The fact that art dealers ultimately commercialize
the artists’ bodies is perhaps the reason why their
profession seems somewhat akin to white slave trade.
However, Bill Viola’s artwork, which consists of
multimedia installations, interposes a lot more
layers of technology between the artist’s body and
the connoisseur’s avidity. Their physical entities
may well derive from Earth, which is the ultimate
raw material of any techné, but the utterly sensuous
expression of the matter is considerably mellowed
by the soft pedal of high tech. The ingenious assembly
of sounds, images and ideas may make an ingenuous
observer overlook that the essence of this art is
primarily temporal, not multimedial. A drop of liquid
is filmed while it grows as a sphere, distorts into
an elipsoid and eventually falls on a drum surface,
making a solemn sound. We follow the process on
a screen, where the giant image of the drop combines
by reflection with the viewer’s. We experience the
expectation of the event, we delight in the anticipation
and, while exposed to the audio-visual stimuli,
we capture the sheer sense of duration. Reading
or watching a movie also absorb our attention and
act upon our perception of time, but they manage
it by using a narrative. In the case of Viola’s
art, the suspense floats in the air, unhinged to
any story and mesmerizes us exactly as long as the
artist considers fit. On an old-fashioned chest-of-drawers,
placed in the middle of a dim room, there is a TV
monitor, between a bowl with artificial flowers
and a lit reading lamp. On the screen, a sleeping
person is obviously dreaming. All of a sudden, terrific
images are projected on all the three surrounding
walls, accompanied by explosive sounds. In this
case, the content of the images is less important
than the timing, the surprise, the unexpected occurrence
of the nightmare. Traditional art does not encroach
upon our freedom to such an extent. One can look
at a Leonardo masterpiece as long as one wishes,
according to one’s focusing power or to one’s daily
schedule. We can contemplate Gioconda all day long,
or we can give it only a perfunctory glance. In
the case of this kind of technologic art, the only
freedom that is left to us is to ignore it. Otherwise,
the technical protocol of the exposal requires a
complete temporary surrender to the artist’s will
as long as it pleases him to please us. The visitor’s
body is integrated in the installation and his attention
is coupled to the mechanically controlled temporal
gradation of the environment. The unexpected, surprising
events are inserted in the prescribed duration of
the artistic experience, either according to the
theory of the Golden Section, or by a systematic
harnessing of randomness. The dialogue with classical
art is frequently actuated. On a large screen, we
can see a video rendering of Pontormo’s Visitation.

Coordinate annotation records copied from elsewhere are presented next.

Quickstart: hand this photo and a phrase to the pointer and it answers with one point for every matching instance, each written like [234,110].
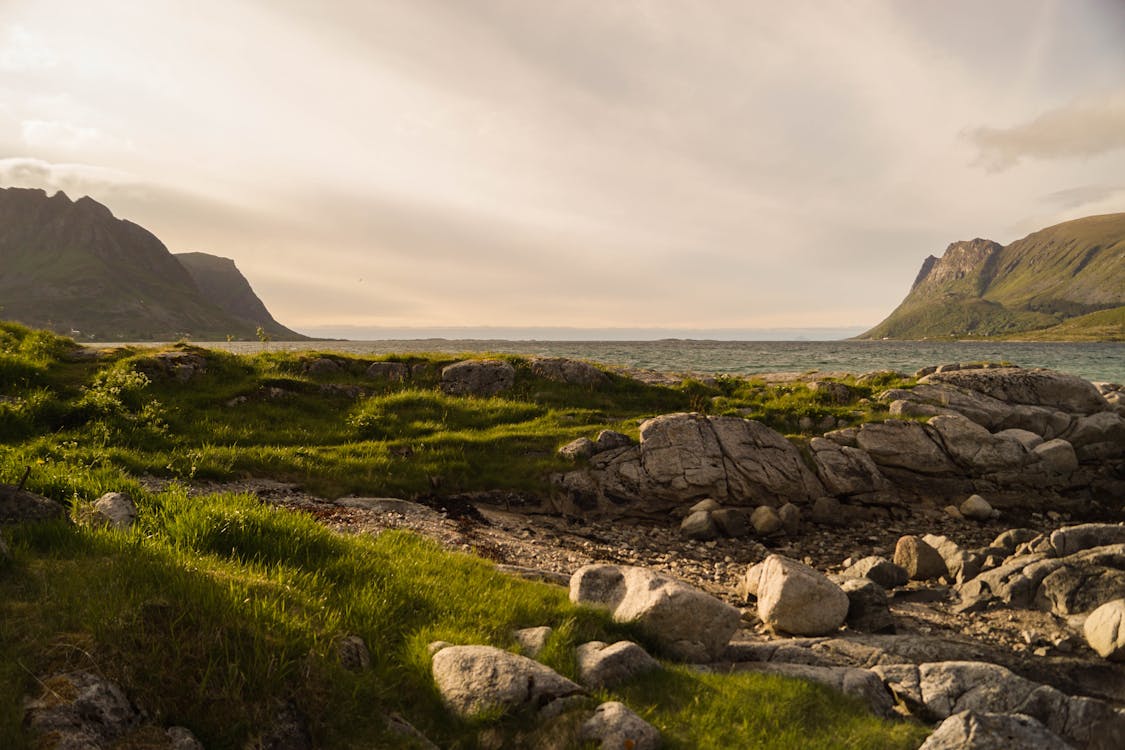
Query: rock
[1025,437]
[961,566]
[19,505]
[532,640]
[862,684]
[974,448]
[905,445]
[1009,540]
[477,678]
[1029,387]
[867,611]
[790,517]
[1056,455]
[765,521]
[975,508]
[846,470]
[970,730]
[392,371]
[1105,630]
[731,522]
[939,689]
[80,710]
[608,440]
[920,560]
[477,378]
[353,653]
[583,448]
[570,372]
[699,525]
[115,509]
[705,505]
[1098,436]
[685,622]
[321,366]
[828,512]
[880,570]
[797,599]
[748,585]
[1069,540]
[606,666]
[614,726]
[831,392]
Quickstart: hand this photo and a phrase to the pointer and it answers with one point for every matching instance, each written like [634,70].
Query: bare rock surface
[614,726]
[477,678]
[690,624]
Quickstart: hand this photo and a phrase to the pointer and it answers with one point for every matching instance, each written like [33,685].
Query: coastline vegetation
[217,612]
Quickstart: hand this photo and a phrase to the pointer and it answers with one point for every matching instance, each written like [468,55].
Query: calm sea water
[1101,361]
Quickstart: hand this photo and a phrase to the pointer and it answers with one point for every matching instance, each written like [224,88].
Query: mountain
[1062,282]
[222,283]
[73,267]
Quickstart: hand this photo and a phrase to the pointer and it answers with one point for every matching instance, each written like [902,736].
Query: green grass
[216,611]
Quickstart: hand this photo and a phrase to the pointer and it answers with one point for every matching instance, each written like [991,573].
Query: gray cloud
[1082,128]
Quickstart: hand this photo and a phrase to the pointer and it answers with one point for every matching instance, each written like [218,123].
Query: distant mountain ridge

Three women atemporally dressed, filmed from below
in order to look monumental, seem to perform the
sacred conversation between Virgin Mary and her
cousin, Elizabeth, in the presence of a silent witness.
The camera recreates the Renaissence veduta, including
the diminished characters in the background, the
scenographic environment and the still unsure perspectival
effects. But a more important technique is the well-tempered
temporal manipulation, obtained by modifying the
number of images per second. The duration of the
filmed action differs dramatically from the duration
of its visualisation, the movements of the persons
are incongruous to those of their fluttering veils,
the artful de-synchronisation enhances the emotion,
in order for the whisper of the sacred to be heard.
Viola
contradicts the cliché about the ultimate rapidity
of thought. He believes that, in reality, things
move faster than our mind, so that we are hardly
apt to follow them. The artificial slow-down is
meant to adjust the speed of life to the speed of
thought. In the multiplicity of asynchronous processes
which compose the global stream, time as an ultimate,
irreducible and unitary entity fades away, sharing
thus the destiny of other universalia, stamped by
the sentence that they non sunt realia. Viola secretely
attempts to complete all the possible experiments
of temporal manipulation and thus to either rediscover
by chance, or recreate by art, or reinvent by will
the shredded concept of the real time. For the time
being, he cannot think of anything else more appropriate
than to lock a plugged-in VCR in an empty room and
to wait patiently until the recovered image of the
past will eventually emerge on the screen. Following
the example of literature, which managed to bring
back the time irremediably spent, technology as
art sets itself as a goal the recovering of the
time, the real one.
Are
Video and Film installations really art? Discuss
Here
Copyright
1999 © Adrian Mihalache All Rights Reserved
Adrian
N. Mihalache is a professor at the "Politehnica"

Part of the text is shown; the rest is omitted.